Un golpe en la mesa despierta Jung. Está estaba sumida en un profundo sueño, pero al estar con una mala postura, provoca que se termine levantando. Ve a su alrededor y al fijarse en la hora se da cuenta que es la 1 de la mañana. Se pregunta cómo pudo haberse quedado dormida, pero al tomar una taza de café, cobra la postura.
Camina un poco alrededor y decide tomar un libro titulado “los hijos de Jubel” a la vez que se toma su taza. Mientras lee, no para de mover el pie, como si tuviera una inquietud entre manos. Al final, suelta un suspiró y deja el libro de lado.
La briza comienza a golpear la ventana y eso que no hay rastros de una posible lluvia, al revisar el teléfono, solo se mencionaban cosas sobre fuertes vientos y poca probabilidad de lluvia. Viendo que no hay lluvias, solo cierran las ventanas para que dejen de estar haciendo ruido.
Mientras observaba por la ventana, sentía la emoción de aquellos ayeres.
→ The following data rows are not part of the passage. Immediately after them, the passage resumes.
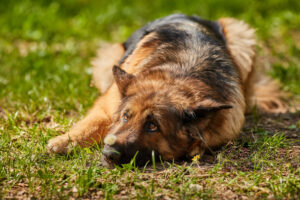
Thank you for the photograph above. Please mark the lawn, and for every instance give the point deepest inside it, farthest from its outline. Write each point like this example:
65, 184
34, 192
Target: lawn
45, 75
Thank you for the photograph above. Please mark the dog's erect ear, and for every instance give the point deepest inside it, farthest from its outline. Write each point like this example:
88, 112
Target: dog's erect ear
122, 78
203, 110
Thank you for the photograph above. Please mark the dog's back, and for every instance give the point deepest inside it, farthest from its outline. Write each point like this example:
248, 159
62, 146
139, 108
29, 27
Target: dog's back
190, 43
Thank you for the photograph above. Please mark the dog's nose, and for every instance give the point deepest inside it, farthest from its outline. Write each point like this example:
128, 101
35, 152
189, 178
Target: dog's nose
111, 153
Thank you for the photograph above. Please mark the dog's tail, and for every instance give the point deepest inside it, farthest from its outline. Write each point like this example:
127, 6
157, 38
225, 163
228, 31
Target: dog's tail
260, 91
107, 56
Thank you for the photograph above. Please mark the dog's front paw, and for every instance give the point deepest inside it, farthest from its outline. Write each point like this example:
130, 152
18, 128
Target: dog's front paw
60, 144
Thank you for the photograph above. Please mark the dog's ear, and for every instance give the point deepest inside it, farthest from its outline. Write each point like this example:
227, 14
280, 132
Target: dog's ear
203, 110
240, 41
122, 78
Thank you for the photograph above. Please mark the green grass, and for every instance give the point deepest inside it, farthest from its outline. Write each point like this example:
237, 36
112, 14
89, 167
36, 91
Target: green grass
45, 49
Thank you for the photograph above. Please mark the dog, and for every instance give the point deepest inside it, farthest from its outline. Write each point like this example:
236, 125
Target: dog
177, 87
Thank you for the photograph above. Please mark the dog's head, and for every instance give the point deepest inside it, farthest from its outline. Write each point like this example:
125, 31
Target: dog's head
155, 117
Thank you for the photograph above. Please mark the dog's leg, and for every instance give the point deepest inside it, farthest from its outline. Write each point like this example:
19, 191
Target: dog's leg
93, 128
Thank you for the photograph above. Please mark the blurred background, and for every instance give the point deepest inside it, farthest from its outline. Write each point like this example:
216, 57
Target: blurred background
46, 45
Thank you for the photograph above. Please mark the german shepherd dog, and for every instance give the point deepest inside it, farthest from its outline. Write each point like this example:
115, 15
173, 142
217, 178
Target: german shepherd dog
176, 87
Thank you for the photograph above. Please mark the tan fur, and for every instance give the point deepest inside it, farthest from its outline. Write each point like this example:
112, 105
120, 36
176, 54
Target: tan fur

De cuando una pequeña coreana intentaba superar la muerte de su madre, saliendo a jugar a horas tardías con su padre. Al mismo tiempo que entrenaban, o solo parecían divertirse.
Un suspiro salía de la boca de Jee, mientras se terminaba agarrando la cara. El sentimiento de inquietud no la dejaba ni un minuto tranquila. Abrió el baño que estaba conectado a la oficina y se lavaría la cara. Para luego verse al espejo. Sin embargo, un ruido la alteraría, un pequeño ruido que haría eco en sus oídos. Se asomaría y al no observar nada, tomaría un poco la calma.
Pero la inquietud ya la habría alterado, rápidamente se dirigió a un punto de la oficina donde tendría pocos puntos ciegos. Con el tacón del zapato, golpearía una y otra vez el suelo, mostrando que su nerviosismo parecía ir en aumento.
Al final, parecería que todo fue una falsa alarma. Pero cerrando los ojos y sin dejar de golpetear con un tacón. Analizaría cada pequeño ruido que se escuchase. De repente, un pequeño eco le invadiría la mente.
- Creo que es la señal – solo hablaba en voz alta, para enseguida ajustarse el saco.